The Creepiest Thing About the Joe Soptic Ad
I know that the Bill Burton/Joe Soptic “Mitt Romney Killed My Wife!” ad is growing distant in the nation’s rearview mirror, but it brought us a revelatory moment that we should not forget.
In the ad, laid-off union man Joe Soptic accuses Mitt Romney of being indifferent to suffering and destroying Soptic’s employer. That cost Soptic his health insurance, and ultimately his wife, who died of cancer. So the accusations are: Mitt Romney killed Joe Soptic’s job, which resulted in the death of Mrs. Soptic. Fade to black.
The ad manages to get every single relevant fact wrong. Here’s the timeline: In 1993, Mitt Romney was head of Bain Capital, and that company became majority owner of Soptic’s employer, GST Steel. Bain bought into GST to try to save it, as it did with other struggling companies.
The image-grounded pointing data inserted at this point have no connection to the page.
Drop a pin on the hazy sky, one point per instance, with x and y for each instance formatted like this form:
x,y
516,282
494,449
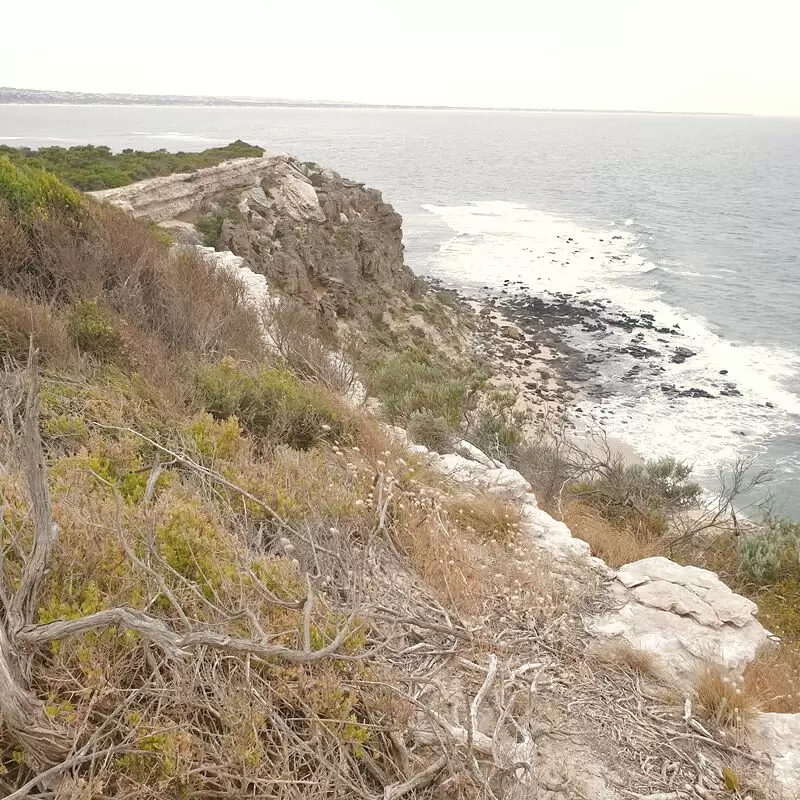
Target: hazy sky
x,y
670,55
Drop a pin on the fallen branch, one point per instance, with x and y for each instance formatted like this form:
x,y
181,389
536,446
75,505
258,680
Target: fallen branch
x,y
172,642
396,790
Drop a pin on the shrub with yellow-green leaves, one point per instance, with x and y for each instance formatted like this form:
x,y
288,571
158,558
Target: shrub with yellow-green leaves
x,y
273,405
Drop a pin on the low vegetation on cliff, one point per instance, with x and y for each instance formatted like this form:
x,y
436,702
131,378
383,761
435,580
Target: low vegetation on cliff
x,y
92,167
219,579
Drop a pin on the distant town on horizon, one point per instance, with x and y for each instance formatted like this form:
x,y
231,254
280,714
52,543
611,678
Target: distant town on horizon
x,y
11,95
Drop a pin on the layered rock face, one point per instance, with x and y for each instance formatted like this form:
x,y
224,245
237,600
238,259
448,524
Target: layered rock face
x,y
316,236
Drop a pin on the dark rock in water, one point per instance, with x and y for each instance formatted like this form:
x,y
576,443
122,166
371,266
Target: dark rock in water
x,y
696,393
671,390
681,354
639,351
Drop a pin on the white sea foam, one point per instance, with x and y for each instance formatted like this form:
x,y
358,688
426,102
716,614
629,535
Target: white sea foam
x,y
499,241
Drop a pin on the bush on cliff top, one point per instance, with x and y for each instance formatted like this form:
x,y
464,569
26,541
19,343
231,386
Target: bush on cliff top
x,y
89,167
31,193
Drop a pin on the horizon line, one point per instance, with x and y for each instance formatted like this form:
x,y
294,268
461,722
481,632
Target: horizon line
x,y
259,102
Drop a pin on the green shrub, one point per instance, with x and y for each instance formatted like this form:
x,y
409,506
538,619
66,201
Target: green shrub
x,y
497,434
94,331
643,495
273,404
772,553
88,167
427,429
21,321
411,381
30,193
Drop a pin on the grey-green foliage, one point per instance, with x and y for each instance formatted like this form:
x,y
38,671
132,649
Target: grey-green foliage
x,y
764,555
647,494
427,429
760,556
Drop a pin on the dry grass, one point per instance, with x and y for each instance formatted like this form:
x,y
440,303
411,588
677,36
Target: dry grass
x,y
22,321
728,700
774,676
632,659
615,544
485,516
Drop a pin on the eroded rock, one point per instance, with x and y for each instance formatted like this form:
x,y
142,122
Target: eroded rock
x,y
684,615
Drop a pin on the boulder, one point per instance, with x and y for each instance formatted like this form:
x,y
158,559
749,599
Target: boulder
x,y
182,232
513,332
681,354
501,481
684,615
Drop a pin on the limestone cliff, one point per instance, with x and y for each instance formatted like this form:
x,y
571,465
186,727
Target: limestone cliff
x,y
315,235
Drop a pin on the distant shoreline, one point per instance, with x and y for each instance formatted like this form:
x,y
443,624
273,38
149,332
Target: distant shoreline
x,y
35,97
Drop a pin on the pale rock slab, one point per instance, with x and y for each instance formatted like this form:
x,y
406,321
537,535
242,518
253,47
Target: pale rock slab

Romney left Bain in 1999 to save the Salt Lake City Olympics. Two years after Romney left Bain, in February 2001, GST filed for bankruptcy and Soptic was among the 750 who lost their jobs as a result. A full five years after that, Soptic’s wife was diagnosed with late-stage cancer and she passed away.
Soptic’s story is a sad one, but not uncommon. In real life, our problems don’t get solved in a half-hour sitcom format and there aren’t all that many stories that end happily. We live, we work, we raise our families, we experience delights and tragedies, we pass on and are largely forgotten on this earth. Believers point to a brighter day on the other side of our last “amen,” while life on this earth remains a hardscrabble thing for most of us worrying about that next bill or how we’re ever going to be able to afford to retire. Life is often cruel and unfair. But to blame Mitt Romney for any of what happened to Joe Soptic is either delusional or dishonest to the point of sociopathy.
It’s one thing for political operatives to shade the truth to gussy up their party or their policy case. It’s never a good thing, but it happens all the time. But Joe Soptic is no political operative. He is just an ordinary man, or was. For an ordinary man to blame the death of his wife on another man who bears no culpability and who has done Soptic no wrong is bizarre. But grief makes us do weird things sometimes. Festering rage and the unfairness of life can turn the straightest arrow a little crooked.